In April of 1941 a letter was discovered by Gunnery Sargent First Class Gil Blas. It had been left in a book found in the Wead Library located in Malone, NY. The letter belonged to Dr. W. Seward Webb. The envelope bore a cancellation from Plattsburgh. It completely illuminated the mystery of The First Earth. Its text corroborated the hypotheses of the ghost town of Goldsmith; which existed on a parallel time-plane to the ghost planet of The First Earth.

One night in Old Forge or possibly in Raquette Lake, in the early nineteenth century of the negative 29th millennia, the splendid History of the First Earth had its beginning. A secret and compassionate society (amongst whose members were Old Man Phelps, and later, Reverend Sabattis) arose to invent The First Earth. Its vague initial program included studies in fuzzy logic, the philanthropy of the indigent and the cabala of Albany, NY. From this period dates the curious book of Gronk.

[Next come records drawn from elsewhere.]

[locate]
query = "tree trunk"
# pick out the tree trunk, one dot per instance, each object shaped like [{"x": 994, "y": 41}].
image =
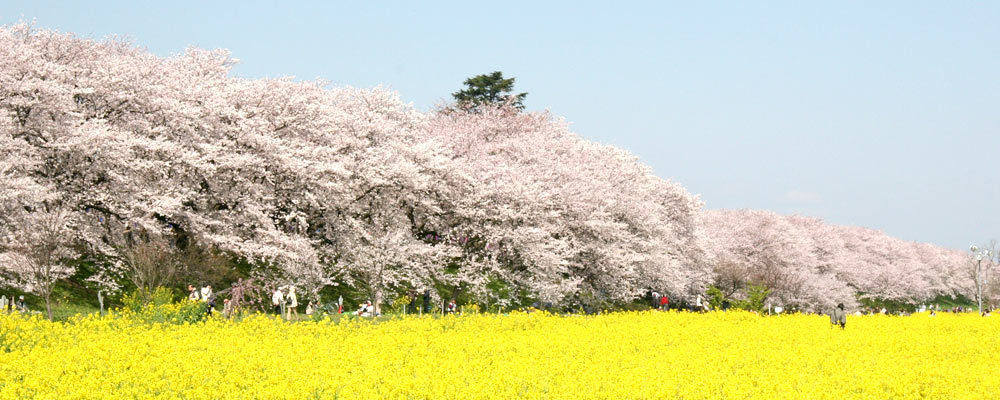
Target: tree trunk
[{"x": 48, "y": 304}]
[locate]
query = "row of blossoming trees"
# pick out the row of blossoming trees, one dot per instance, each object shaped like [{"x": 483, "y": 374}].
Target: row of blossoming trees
[{"x": 114, "y": 155}]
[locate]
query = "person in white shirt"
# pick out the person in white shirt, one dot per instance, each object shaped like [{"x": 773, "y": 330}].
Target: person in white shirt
[
  {"x": 293, "y": 303},
  {"x": 278, "y": 300}
]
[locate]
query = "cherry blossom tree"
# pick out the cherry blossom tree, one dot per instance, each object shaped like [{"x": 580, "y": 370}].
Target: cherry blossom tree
[{"x": 36, "y": 251}]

After forty years of secret caucuses and untimely unifications it was understood that this singular group was not enough to give coherent form to a planet. They resolved that each of them should select a devote apprentice who would continue his work. This arrangement succeeded. After an interval of two centuries the persecuted fraternity sprang up again in Oneida County. In the negative eighteenth century, -1824, in Holland Patent, one of its affiliates conferred with The Magnificent Abstainer, politician Sir Mario DeLaComi. He, rather condescendingly, spoke and laughed at the originators’ plan and its simple scale. He told the representatives that in New York it was absurd to invent a state and proposed the invention of a planet. To this magnificent idea he added another, a product of his own skepticism, that of keeping the enormous enterprise under wraps until after the next election.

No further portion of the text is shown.